Offer your child a vegetable fruit blend, like V8
Lastly if every other attempt is unsuccessful talk to your pediatrician about a multivitamin supplement.

Don’t be put off by rejection, your little anti-veggie monster will eventually accept something. Keep in mind the daily serving for a toddler is much less than for an adult, so just a few bites may be more than enough. For a toddler usually one teaspoon per year of age is enough and ½ a piece of fruit is a serving size.

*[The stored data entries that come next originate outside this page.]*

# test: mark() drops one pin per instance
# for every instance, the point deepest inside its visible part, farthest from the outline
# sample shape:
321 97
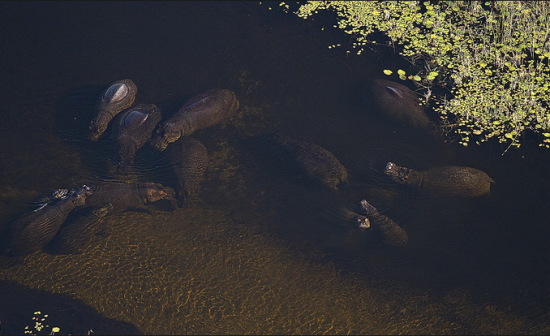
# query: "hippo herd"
48 226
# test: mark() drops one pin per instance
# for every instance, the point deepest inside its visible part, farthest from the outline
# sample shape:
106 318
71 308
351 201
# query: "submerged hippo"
392 234
127 196
400 104
73 235
442 181
117 97
30 232
201 111
189 160
131 130
317 163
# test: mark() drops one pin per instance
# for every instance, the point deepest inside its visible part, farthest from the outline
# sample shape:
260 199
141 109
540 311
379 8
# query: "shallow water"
260 251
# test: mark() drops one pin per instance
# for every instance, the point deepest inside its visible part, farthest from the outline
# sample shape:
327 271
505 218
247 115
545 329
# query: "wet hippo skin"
201 111
444 181
118 96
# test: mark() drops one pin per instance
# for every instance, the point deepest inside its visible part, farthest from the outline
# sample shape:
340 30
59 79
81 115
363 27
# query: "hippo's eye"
394 92
116 92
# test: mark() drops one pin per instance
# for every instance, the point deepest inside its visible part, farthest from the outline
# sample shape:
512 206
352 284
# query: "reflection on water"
259 251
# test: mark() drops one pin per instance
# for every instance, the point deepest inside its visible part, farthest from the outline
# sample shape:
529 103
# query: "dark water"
259 251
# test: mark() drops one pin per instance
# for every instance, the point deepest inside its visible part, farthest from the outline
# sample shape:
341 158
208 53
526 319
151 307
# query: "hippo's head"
117 97
400 104
363 222
397 173
152 192
166 133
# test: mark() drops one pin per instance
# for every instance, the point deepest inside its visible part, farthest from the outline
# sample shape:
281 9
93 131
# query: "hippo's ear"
394 91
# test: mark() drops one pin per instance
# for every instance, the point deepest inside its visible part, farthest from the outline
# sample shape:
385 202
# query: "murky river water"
260 251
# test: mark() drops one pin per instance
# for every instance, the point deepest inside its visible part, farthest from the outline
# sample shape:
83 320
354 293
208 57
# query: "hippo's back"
455 181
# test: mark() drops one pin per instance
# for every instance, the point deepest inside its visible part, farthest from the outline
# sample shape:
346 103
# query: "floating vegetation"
489 60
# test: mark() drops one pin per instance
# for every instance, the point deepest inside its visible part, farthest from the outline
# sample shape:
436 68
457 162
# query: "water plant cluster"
481 65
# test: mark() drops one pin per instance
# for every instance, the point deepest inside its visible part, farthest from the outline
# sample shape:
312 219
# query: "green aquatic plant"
39 322
481 65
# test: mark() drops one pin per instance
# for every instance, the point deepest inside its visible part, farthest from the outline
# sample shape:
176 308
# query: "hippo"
444 181
392 234
201 111
127 196
119 96
400 104
73 236
189 160
131 131
317 163
31 231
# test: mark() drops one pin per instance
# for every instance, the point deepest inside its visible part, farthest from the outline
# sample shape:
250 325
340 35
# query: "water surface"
260 251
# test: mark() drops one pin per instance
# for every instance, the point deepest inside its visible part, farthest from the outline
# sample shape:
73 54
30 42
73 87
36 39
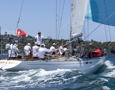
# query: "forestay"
78 10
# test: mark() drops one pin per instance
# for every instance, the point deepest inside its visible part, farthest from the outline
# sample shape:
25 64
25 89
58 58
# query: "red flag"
20 33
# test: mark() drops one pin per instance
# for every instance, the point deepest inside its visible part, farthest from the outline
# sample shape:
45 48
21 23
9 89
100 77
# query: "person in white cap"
35 50
42 52
38 38
27 49
13 52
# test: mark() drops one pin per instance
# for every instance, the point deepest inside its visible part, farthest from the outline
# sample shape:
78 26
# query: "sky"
40 15
37 15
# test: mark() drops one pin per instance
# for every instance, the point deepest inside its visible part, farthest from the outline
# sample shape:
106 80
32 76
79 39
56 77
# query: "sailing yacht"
84 65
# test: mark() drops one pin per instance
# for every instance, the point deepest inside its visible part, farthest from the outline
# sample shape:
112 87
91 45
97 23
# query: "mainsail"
103 11
78 10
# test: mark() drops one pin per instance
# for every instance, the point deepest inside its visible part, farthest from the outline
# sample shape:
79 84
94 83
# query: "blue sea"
60 79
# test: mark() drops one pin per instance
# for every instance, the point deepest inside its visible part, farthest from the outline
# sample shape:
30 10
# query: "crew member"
42 52
39 38
52 49
13 52
35 50
27 49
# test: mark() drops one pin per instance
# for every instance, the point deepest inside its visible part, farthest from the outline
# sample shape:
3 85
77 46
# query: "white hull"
85 66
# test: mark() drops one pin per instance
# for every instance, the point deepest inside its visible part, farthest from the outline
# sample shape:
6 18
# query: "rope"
61 18
56 19
18 21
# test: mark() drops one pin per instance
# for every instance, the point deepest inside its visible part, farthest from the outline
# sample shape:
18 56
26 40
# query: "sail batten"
78 10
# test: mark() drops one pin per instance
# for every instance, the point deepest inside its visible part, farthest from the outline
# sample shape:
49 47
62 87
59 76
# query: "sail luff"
78 10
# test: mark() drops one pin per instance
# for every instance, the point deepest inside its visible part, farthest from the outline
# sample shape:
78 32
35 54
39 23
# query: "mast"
78 11
0 41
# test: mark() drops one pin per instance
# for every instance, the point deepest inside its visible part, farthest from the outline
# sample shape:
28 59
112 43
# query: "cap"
36 43
29 44
39 32
53 44
42 45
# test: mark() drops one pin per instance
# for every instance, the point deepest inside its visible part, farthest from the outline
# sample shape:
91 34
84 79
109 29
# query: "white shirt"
65 49
42 52
38 39
27 50
35 50
61 50
52 49
13 52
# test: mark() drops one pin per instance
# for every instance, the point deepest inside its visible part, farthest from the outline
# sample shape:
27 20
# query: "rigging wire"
61 18
105 11
18 21
108 22
100 24
56 19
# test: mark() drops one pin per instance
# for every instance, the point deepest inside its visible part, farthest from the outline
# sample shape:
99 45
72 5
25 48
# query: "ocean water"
60 79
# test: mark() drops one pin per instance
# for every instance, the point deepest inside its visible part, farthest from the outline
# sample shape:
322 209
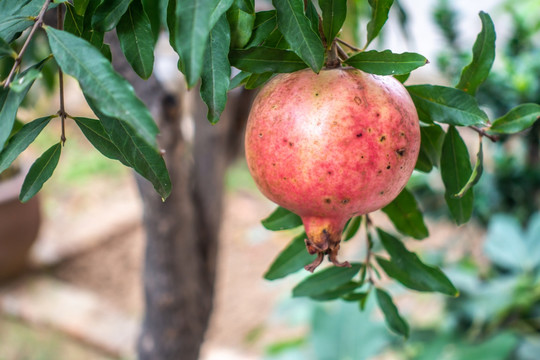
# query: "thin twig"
341 53
352 47
483 132
38 23
62 111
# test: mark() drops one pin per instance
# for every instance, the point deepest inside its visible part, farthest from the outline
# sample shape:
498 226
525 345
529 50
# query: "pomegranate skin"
330 146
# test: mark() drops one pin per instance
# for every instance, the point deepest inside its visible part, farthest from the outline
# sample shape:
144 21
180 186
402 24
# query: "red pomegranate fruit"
330 146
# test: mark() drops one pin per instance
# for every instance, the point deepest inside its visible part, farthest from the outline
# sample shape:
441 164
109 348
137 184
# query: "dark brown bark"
182 232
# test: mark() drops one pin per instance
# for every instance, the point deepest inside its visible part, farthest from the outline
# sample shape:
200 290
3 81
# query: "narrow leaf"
518 119
282 219
474 74
325 280
296 29
379 15
455 172
447 105
136 39
111 93
476 173
217 70
96 134
108 14
265 23
141 156
386 62
40 171
291 259
391 314
334 13
263 59
11 98
407 268
405 215
192 31
20 141
336 293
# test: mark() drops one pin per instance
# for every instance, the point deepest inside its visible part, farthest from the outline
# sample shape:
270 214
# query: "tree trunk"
182 232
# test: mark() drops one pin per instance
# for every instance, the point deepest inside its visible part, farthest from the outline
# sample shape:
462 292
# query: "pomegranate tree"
330 146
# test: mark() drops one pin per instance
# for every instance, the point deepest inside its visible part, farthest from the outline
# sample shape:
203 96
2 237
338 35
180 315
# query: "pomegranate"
330 146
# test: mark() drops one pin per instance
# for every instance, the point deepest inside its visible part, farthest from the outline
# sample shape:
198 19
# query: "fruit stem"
333 61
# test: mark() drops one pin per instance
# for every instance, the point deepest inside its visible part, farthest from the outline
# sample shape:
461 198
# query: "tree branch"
38 23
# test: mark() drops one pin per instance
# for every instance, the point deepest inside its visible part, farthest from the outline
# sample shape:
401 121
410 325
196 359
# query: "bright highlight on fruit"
331 146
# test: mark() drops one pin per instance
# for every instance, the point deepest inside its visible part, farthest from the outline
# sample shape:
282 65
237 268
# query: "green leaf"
296 29
20 141
455 172
476 172
407 268
447 105
239 79
334 13
386 62
241 23
96 134
263 59
391 314
40 171
111 93
256 80
405 215
379 15
325 280
336 293
517 119
108 14
282 219
138 154
217 70
11 98
432 138
293 258
73 22
136 39
16 16
352 228
193 28
265 23
6 50
474 74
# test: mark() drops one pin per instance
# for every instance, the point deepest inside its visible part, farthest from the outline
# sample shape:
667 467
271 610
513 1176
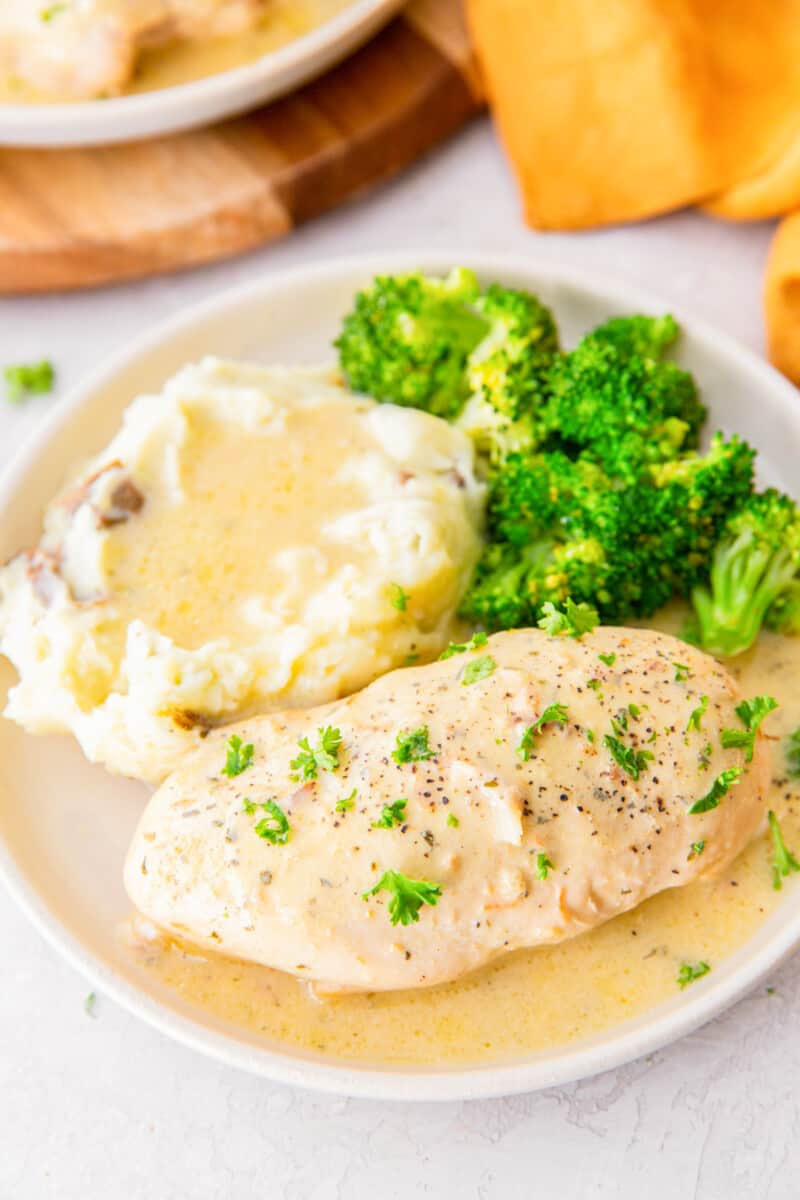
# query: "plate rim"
709 997
186 106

Make and effort to sit down and enjoy a portion of vegetables with your child, make it a fun time. Children tend to like to imitate adults! Set a good example.
Be patient and Good luck!


Fun food games:

Counting Down
Line little pieces of vegetables up and count down as they vanish down the hole

Decorate Food into faces
Ask toddler to eat the eyes, nose, mouth, hair etc

Picnic
Let them have a picnic on the floor and dress them up like a familiar cartoon character. Usually when a toddler is having fun with meals they will be more apt to try diffent foods!
Sometimes it will take of bit of creativity and effort, but are little darlings are definetly worth it! You will sleep better at night knowing youve done all you can for the health of your child.